Still, real or imagined, that cry of misery stuck with Mom, no matter
No signs of nearby violence turned up next morning. The company
Came en masse to mess: Shit on a Shingle, as the GIs said,
Dried beef on toast. So life went on, at least for a while– more or less.
It ought to bring comfort that I’m where I am, aging but safe, my clan
Constantly swelling as sons and daughters produce their sons and daughters,

And winter, so harsh this year, gives way at last to spring, with snowdrops
Glinting, the freshets making their evanescent cascades through woods.
I recall how my mother loved this season. Why, then, this lonesome mood?
It feels that I’m in some pitch-black tunnel and won’t get out again,
That this, as the saying goes, is it, and all I have at the end
–Of course there can’t be anything to it– is the sorrowful eight-note anthem
Of that lone owl, the sound just now having reached my vexed old head,

Though I’d be foolish to think that song was addressed to any human.





            Cavaliers

From up here, the valley looks soused
with spring, and whatever I see
seems a gift. Meanwhile, so help me, I wonder
why I never knew a thing
about cribbage. Not that it mattered,
just that back in the ward, my ghost of a roommate,
92 years old,
set up a game to play
with his daughter, who told him they could stay with it
till the Red Sox came on TV.

I gave a huff of relief,
not too loud, I hope, relieved
to know a change was coming
from all those idiot game shows,
the volume turned to headache pitch,
the old man’s droop-lobed ears
even weaker, I guess, than mine.

I lay there fettered: oxygen hose,
monitor, saline IV.
I’d had some chest pains that morning.
Three drawings of blood, all hours apart,
were apparently needed to prove
I’d suffered no incident.
And so, worse luck, I was going to be stuck
for a night with this poor old guy.
The daughter kept saying, “Be patient.”
He’d been in that room for over a month.

So the two of us watched the baseball,
the Sox getting by on breaks,
passed balls and bloops and walks, and squeaking
a victory out in the ninth.
We whooped until he coughed
so hard I rang my buzzer.
A nurse came in and frowned and pinned him.
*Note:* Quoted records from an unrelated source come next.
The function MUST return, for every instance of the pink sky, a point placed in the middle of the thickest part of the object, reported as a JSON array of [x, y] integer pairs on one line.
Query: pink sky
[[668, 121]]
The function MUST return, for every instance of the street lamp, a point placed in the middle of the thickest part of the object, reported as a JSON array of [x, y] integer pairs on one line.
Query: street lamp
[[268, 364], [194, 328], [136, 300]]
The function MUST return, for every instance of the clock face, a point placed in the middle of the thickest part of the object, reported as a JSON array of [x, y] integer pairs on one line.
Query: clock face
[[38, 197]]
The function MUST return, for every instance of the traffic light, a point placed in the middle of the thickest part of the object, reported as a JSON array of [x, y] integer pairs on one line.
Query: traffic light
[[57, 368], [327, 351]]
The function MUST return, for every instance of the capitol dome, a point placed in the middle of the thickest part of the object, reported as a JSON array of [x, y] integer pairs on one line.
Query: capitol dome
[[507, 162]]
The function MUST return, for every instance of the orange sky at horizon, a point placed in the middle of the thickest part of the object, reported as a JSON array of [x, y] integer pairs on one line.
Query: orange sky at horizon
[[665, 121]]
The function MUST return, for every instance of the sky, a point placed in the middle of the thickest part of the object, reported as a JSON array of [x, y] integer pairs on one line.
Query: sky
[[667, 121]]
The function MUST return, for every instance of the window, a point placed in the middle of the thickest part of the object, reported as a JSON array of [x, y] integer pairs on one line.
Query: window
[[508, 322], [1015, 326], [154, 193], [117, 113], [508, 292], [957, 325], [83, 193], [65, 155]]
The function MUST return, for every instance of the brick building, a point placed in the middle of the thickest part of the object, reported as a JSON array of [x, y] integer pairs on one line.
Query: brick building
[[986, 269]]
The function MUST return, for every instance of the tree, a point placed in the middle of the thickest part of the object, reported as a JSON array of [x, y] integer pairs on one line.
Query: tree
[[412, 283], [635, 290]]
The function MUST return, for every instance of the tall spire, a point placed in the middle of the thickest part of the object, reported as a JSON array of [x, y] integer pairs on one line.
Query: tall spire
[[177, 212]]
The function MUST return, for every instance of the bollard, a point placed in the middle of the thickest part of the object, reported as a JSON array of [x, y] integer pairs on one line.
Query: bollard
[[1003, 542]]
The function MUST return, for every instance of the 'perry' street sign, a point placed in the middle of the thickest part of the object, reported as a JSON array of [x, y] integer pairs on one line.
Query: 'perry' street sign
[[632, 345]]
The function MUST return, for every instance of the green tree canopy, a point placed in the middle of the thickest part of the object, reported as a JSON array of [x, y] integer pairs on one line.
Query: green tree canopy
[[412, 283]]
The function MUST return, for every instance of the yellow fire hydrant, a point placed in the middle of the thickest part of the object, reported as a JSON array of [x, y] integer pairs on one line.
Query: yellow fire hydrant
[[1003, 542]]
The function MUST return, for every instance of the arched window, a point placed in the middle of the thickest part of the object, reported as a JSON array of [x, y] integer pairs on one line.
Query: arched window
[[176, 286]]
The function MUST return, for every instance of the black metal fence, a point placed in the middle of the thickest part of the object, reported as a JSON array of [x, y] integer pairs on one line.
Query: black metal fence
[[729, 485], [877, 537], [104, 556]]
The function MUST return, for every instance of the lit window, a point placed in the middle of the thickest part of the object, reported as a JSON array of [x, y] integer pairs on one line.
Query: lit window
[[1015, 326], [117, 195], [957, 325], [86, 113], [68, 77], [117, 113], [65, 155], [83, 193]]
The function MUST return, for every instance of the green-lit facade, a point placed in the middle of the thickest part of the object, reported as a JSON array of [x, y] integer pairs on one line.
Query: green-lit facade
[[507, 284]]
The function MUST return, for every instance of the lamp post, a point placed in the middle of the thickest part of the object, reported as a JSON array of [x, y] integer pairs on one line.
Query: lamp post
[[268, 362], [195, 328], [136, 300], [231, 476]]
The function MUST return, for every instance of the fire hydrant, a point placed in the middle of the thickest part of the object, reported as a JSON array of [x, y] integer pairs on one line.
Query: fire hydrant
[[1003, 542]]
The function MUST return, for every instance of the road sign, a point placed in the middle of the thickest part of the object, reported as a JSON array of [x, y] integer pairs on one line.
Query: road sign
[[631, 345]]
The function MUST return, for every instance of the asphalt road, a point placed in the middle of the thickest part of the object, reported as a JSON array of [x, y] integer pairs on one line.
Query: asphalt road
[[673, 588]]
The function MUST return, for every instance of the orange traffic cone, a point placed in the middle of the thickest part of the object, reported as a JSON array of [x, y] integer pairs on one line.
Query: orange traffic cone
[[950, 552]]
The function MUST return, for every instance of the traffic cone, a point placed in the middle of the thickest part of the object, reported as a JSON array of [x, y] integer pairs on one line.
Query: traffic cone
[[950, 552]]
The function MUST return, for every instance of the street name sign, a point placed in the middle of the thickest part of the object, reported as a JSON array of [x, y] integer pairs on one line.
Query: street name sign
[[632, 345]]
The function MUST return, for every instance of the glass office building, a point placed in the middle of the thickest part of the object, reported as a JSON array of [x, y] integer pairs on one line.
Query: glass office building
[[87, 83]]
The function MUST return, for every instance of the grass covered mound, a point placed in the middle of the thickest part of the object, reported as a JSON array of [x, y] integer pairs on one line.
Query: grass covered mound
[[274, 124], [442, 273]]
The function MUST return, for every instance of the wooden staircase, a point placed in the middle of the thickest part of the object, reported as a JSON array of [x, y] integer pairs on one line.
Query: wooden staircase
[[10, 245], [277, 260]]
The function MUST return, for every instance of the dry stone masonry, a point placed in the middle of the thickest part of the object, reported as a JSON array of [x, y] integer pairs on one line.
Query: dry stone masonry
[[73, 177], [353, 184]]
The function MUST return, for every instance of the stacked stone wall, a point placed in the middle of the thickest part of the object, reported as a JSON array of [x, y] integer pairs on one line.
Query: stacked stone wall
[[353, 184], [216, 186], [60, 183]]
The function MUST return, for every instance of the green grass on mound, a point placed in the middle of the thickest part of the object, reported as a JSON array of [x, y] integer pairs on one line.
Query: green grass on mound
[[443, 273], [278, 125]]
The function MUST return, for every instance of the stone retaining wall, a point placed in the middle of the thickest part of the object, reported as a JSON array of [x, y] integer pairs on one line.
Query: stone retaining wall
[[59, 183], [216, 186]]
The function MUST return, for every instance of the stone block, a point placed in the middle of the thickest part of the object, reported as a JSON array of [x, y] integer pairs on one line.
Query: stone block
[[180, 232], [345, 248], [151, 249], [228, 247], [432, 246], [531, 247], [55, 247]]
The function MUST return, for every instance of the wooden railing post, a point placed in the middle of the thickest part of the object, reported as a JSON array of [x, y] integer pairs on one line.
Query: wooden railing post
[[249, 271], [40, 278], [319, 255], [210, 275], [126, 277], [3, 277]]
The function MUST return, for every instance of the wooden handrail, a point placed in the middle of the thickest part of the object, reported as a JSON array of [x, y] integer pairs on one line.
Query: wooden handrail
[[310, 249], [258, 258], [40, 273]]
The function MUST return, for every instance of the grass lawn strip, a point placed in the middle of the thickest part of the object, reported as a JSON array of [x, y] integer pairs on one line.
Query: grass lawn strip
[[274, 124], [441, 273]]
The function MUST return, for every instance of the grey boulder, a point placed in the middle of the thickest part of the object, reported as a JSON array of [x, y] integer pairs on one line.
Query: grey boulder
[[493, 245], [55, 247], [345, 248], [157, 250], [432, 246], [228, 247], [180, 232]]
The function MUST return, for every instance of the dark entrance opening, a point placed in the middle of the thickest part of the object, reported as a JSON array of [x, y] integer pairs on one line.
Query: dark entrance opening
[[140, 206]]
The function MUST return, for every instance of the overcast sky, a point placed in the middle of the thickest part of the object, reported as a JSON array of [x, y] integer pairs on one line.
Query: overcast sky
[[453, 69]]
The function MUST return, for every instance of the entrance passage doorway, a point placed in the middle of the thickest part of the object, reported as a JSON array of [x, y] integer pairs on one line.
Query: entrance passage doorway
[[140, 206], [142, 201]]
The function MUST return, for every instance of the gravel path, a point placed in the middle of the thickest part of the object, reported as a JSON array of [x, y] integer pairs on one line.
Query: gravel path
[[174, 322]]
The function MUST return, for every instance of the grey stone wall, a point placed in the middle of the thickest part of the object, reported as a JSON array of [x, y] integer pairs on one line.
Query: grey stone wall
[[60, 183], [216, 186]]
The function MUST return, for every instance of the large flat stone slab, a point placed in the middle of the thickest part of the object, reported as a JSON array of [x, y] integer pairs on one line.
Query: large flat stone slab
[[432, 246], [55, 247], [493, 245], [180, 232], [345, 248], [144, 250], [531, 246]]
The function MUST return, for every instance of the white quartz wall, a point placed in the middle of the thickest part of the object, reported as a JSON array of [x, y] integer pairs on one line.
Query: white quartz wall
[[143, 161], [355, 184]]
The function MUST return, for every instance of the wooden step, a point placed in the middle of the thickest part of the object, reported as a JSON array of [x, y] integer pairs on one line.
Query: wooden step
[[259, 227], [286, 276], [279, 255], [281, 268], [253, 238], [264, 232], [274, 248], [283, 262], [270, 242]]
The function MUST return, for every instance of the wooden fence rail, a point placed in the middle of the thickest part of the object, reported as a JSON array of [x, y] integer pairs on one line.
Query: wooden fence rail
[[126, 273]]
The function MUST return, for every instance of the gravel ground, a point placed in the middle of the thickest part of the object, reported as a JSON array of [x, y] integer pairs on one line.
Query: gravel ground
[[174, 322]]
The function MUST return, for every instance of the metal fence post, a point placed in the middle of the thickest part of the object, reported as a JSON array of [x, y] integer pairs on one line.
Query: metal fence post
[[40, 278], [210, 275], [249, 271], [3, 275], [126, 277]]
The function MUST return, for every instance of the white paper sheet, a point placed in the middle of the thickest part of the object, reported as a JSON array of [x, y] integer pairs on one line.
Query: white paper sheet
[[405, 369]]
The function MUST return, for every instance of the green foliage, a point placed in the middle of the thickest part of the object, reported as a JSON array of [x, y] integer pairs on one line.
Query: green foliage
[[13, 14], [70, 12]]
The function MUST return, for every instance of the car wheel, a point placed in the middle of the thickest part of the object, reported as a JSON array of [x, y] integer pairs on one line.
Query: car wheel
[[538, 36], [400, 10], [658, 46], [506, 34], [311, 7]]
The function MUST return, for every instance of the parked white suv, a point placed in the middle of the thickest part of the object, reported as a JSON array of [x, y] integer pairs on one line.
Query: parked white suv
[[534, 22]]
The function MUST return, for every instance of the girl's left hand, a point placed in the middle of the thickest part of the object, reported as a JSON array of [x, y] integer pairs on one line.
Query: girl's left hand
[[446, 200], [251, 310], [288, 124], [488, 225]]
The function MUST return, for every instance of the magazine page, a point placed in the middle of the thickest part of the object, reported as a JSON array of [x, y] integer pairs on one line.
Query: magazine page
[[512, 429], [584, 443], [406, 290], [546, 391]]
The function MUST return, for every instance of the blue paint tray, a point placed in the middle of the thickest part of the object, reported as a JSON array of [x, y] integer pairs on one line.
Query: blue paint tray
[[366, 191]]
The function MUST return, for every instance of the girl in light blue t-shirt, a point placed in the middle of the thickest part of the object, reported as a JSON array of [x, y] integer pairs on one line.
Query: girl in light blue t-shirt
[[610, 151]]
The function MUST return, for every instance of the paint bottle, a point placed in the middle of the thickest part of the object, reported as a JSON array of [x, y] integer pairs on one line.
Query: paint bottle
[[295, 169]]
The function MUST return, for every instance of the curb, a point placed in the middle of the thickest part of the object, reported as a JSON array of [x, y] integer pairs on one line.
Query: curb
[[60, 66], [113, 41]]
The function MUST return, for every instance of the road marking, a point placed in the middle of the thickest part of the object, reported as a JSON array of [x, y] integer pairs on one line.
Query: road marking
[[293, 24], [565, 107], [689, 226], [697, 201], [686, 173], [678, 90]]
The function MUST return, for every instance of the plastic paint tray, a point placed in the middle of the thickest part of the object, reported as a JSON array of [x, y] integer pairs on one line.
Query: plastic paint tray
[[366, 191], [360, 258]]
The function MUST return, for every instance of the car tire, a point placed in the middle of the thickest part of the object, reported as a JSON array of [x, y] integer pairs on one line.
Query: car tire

He choked down a potion that killed
the hack, then fell asleep.
But all night he’d jerk awake and shout,
“Is anybody out there?”
How long can a man be patient?
I wasn’t one to say. I’d be gone
early the following morning,
my diagnosis: heartburn.
Sprung at last, I’ve taken this hike
up a hands-and-knees ridge to rejoice

in a healthy heart. Yes, the world
appears suffused with a sort of grace.
There’s the scent of melting snow,
muddy soil, wet duff.
Gray frogs chortle from vernal pools,
the freshets tinkle downhill,
woodpeckers rattle the air,

new growth festoons the tips of boughs,
and sky is far more vivid
than what we call sky-blue.
 So why on earth should I think about cribbage?
No matter. I wouldn’t set out
before I looked it up–
research, old-style, in a reference book.
Reading, I heard gurneys jangle,
a PA, alarms that signaled
sad souls trying to get up from beds

that they were meant to stay in.
I hear that clamor now,
even these miles and hours away. 
Cribbage seems to have been invented
by John Suckling, near-forgotten
seventeenth-century writer and peer,
said to be “carefree and witty,”

features of poets called the Cavaliers.